I would sit beside my mother where she lay huddled under her blue-flower-embroidered bedspread and hold her thin left hand with the magic ring on it and ask when her condition would be gone, and she would say she was praying for her pain to be over soon. That would reassure me: it meant she would get better. Then she would ask me if I was being good, and if I was happy, and I would always say yes, and she would squeeze my hand and ask me to pray with her, and we would sing the song about the angels standing around her bed. And she would say thank you, and that was enough for today.
“She really is dying,” Shunammite whispered. “That’s what her condition is. It’s dying!”
“That’s not true,” I whispered too loudly. “She’s getting better. Her pain will be over soon. She prayed for it.”
“Girls,” said Aunt Estée. “At lunchtime our mouths are for eating, and we can’t talk and chew at the same time. Aren’t we lucky to have such lovely food?” It was egg sandwiches, which ordinarily I liked. But right then the smell of them was making me feel sick.
“I heard it from my Martha,” Shunammite whispered when Aunt Estée’s attention was elsewhere. “And your Martha told her. So it’s true.”
“Which one?” I said. I couldn’t believe any of our Marthas would be so disloyal as to pretend that my mother was dying—not even scowling Rosa.
“How should I know which one? They’re all just Marthas,” said Shunammite, tossing her long thick braids.
That afternoon when our Guardian had driven me home from school, I went into the kitchen. Zilla was rolling pie dough; Vera was cutting up a chicken. There was a soup pot simmering on the back of the stove: the extra chicken parts would go into it, and any vegetable scraps and bones. Our Marthas were very efficient with food, and did not waste supplies.
Rosa was over at the large double sink rinsing off dishes. We had a dishwasher, but the Marthas didn’t use it except after Commanders’ dinners at our house because it took too much electricity, said Vera, and there were shortages because of the war. Sometimes the Marthas called it the watched-pot war because it never boiled, or else the Ezekiel’s Wheel war because it rolled around without getting anywhere; but they only said such things among themselves.
“Shunammite said one of you told her Martha that my mother is dying,” I blurted out. “Who said that? It’s a lie!”
All three of them stopped doing what they were doing. It was as if I’d waved a wand and frozen them: Zilla with the lifted rolling pin, Vera with a cleaver in one hand and a long pale chicken neck in the other, Rosa with a platter and a dishcloth. Then they looked at one another.
“We thought you knew,” Zilla said gently. “We thought your mother would have told you.”

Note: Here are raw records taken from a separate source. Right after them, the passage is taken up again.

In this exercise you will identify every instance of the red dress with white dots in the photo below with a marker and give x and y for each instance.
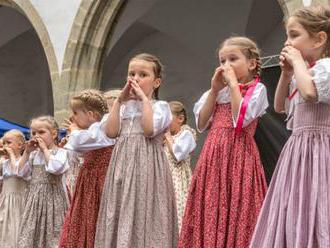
(227, 188)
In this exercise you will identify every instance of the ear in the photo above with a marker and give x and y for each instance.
(252, 64)
(181, 119)
(54, 134)
(157, 83)
(321, 39)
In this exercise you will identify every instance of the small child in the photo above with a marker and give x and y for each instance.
(296, 208)
(14, 186)
(180, 142)
(46, 199)
(228, 185)
(138, 202)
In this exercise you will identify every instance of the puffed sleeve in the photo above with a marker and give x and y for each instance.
(256, 106)
(197, 109)
(222, 97)
(162, 116)
(183, 145)
(89, 139)
(58, 162)
(321, 78)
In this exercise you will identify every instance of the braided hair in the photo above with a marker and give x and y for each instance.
(90, 100)
(248, 48)
(314, 19)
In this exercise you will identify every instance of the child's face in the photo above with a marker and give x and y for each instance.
(12, 142)
(42, 130)
(143, 72)
(299, 38)
(82, 118)
(176, 123)
(242, 66)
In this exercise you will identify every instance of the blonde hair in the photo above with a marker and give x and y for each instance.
(90, 100)
(248, 47)
(50, 121)
(177, 109)
(112, 94)
(314, 19)
(158, 67)
(17, 134)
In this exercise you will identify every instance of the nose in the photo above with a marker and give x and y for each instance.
(287, 42)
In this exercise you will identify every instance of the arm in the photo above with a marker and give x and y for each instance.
(305, 84)
(208, 107)
(147, 118)
(112, 125)
(282, 92)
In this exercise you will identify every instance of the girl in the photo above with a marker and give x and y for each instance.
(180, 141)
(87, 137)
(14, 185)
(296, 209)
(138, 204)
(46, 199)
(228, 185)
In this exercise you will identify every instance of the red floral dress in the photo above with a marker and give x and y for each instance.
(80, 222)
(227, 188)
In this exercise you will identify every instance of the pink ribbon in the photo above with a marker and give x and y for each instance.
(245, 104)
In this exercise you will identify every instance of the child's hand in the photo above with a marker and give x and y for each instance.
(126, 94)
(229, 75)
(217, 82)
(291, 55)
(31, 145)
(41, 144)
(70, 125)
(137, 91)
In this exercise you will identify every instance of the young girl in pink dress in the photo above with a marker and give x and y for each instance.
(296, 209)
(228, 184)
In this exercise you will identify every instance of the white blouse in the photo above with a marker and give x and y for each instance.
(321, 77)
(162, 116)
(256, 107)
(90, 139)
(58, 163)
(183, 145)
(7, 172)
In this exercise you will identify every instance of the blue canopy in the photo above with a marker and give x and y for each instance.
(7, 125)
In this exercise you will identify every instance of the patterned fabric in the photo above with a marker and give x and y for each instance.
(80, 222)
(227, 188)
(11, 210)
(44, 210)
(181, 175)
(138, 203)
(296, 209)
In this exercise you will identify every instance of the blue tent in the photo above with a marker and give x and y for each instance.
(7, 125)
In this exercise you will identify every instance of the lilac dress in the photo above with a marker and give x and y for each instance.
(296, 210)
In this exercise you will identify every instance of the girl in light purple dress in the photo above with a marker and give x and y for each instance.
(296, 210)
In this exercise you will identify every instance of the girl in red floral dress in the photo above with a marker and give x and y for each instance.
(228, 184)
(87, 137)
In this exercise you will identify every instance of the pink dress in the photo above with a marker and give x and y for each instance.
(227, 188)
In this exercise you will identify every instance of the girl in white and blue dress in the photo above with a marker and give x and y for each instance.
(46, 199)
(138, 202)
(14, 186)
(180, 142)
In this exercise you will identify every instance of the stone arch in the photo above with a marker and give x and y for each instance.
(85, 50)
(26, 8)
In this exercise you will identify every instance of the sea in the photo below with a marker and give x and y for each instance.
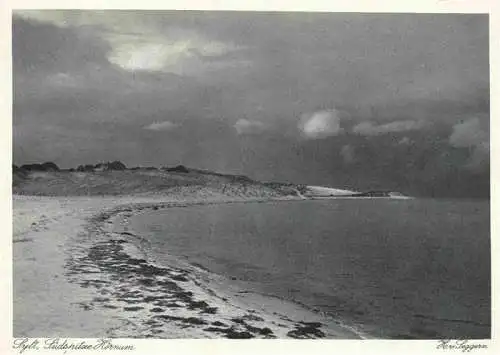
(391, 268)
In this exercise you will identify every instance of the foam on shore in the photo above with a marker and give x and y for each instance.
(111, 289)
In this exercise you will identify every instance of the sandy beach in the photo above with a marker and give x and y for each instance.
(77, 274)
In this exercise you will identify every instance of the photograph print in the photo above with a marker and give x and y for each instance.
(250, 175)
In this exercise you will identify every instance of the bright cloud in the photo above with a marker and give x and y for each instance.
(161, 126)
(348, 153)
(244, 126)
(320, 124)
(155, 53)
(369, 129)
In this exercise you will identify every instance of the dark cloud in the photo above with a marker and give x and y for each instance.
(243, 90)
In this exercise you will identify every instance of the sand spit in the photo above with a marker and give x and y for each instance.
(79, 273)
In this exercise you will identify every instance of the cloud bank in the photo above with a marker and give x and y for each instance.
(470, 134)
(369, 129)
(320, 124)
(247, 127)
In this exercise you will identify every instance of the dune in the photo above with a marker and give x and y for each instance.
(321, 191)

“Or your father,” said Vera. That was silly, because when could he have done that? He was hardly ever at our house nowadays, and when he was, he was either eating dinner by himself in the dining room or shut inside his study doing important things.
“We’re very sorry,” said Rosa. “Your mother is a good woman.”

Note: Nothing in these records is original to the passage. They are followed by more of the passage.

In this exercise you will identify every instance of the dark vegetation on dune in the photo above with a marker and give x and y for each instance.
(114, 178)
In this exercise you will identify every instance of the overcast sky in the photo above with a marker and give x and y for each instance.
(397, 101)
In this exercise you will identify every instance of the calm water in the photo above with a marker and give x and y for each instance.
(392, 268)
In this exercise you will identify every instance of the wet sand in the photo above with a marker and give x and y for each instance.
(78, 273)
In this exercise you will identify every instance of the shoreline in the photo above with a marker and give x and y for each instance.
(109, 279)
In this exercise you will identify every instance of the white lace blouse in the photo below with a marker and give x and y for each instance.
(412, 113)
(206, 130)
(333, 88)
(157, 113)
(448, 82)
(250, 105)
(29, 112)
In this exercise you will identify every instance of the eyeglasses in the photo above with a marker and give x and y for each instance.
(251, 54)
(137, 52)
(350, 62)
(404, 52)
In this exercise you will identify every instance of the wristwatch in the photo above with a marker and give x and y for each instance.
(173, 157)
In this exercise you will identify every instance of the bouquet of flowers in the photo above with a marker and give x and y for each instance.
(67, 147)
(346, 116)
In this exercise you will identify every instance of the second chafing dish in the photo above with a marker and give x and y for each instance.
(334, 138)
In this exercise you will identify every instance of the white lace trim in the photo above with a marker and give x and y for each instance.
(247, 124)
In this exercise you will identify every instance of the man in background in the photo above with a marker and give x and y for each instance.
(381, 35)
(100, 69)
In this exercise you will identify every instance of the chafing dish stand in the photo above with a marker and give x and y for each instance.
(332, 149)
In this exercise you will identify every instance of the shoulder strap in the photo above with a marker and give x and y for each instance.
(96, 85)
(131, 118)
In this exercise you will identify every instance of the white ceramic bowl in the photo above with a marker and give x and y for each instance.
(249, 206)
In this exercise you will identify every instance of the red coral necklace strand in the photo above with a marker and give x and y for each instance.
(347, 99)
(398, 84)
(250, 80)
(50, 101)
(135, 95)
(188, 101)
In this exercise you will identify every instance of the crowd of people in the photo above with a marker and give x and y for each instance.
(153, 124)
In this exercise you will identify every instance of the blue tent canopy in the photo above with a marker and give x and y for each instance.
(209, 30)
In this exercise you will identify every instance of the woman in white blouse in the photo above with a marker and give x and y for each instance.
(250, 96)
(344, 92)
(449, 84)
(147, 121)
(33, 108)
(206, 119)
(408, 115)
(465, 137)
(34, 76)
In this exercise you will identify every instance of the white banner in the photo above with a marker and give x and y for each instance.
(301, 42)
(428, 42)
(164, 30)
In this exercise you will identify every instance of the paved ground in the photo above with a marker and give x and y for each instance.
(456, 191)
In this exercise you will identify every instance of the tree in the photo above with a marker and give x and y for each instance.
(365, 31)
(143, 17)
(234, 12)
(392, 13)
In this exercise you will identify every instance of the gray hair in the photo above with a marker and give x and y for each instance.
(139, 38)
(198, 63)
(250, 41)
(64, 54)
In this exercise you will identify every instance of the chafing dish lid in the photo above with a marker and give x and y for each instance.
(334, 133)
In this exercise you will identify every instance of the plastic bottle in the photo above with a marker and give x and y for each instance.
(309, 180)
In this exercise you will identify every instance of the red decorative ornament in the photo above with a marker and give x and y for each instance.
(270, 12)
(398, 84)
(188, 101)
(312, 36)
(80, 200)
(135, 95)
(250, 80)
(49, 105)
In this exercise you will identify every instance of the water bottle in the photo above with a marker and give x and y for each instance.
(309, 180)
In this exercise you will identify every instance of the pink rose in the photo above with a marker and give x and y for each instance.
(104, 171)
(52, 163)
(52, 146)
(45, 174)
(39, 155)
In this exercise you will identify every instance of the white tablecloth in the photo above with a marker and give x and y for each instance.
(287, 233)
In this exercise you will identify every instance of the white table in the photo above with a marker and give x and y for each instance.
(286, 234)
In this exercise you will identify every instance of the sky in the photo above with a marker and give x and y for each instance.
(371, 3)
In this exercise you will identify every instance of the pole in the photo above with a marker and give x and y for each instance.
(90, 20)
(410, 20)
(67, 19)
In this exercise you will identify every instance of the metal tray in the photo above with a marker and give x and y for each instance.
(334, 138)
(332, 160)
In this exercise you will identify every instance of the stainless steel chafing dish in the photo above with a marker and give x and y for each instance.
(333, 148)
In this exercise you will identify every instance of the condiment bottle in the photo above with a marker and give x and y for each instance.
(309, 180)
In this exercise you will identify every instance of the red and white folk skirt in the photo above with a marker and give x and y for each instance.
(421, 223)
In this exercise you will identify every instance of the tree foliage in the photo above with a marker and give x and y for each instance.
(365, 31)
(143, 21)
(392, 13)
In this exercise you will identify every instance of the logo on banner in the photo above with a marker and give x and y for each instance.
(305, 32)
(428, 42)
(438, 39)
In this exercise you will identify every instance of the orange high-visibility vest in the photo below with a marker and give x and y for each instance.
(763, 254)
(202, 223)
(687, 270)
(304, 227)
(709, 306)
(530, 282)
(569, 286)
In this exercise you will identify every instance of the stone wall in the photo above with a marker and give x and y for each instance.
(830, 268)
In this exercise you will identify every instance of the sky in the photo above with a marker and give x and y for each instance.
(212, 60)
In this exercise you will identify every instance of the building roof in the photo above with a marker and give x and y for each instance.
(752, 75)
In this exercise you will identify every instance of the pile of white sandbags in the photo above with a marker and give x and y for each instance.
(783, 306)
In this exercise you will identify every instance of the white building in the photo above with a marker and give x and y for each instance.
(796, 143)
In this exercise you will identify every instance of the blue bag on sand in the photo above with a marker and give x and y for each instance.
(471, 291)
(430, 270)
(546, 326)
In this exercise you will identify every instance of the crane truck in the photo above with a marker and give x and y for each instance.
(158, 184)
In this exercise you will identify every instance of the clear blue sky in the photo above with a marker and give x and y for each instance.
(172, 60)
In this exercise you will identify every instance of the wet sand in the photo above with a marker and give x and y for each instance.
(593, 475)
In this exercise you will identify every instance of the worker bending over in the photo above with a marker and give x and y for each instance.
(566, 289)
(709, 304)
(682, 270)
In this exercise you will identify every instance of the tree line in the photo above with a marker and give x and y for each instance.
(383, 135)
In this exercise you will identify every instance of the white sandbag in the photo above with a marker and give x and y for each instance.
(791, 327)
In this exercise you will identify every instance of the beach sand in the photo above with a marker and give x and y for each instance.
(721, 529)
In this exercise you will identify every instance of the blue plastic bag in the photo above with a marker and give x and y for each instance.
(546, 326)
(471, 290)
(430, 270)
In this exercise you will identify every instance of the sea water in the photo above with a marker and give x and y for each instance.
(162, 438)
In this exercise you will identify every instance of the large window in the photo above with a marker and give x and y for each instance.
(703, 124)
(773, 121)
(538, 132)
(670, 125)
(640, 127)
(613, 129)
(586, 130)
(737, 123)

“A model Wife,” said Vera. “She has endured her suffering without complaint.” By this time I was slumped over at the kitchen table, crying into my hands.
“We must all bear the afflictions that are sent to test us,” said Zilla. “We must continue to hope.”
Hope for what? I thought. What was there left to hope for? All I could see in front of me was loss and darkness.
My mother died two nights later, though I didn’t find out until the morning. I was angry with her for being mortally ill and not telling me—though she had told me, in a way: she had prayed for her pain to be over soon, and her prayer was answered.
Once I’d finished being angry, I felt as if a piece of me had been cut off—a piece of my heart, which was surely now dead as well. I hoped that the four angels round her bed were real after all, and that they had watched over her, and that they had carried her soul away, just as in the song. I tried to picture them lifting her up and up, into a golden cloud. But I could not really believe it.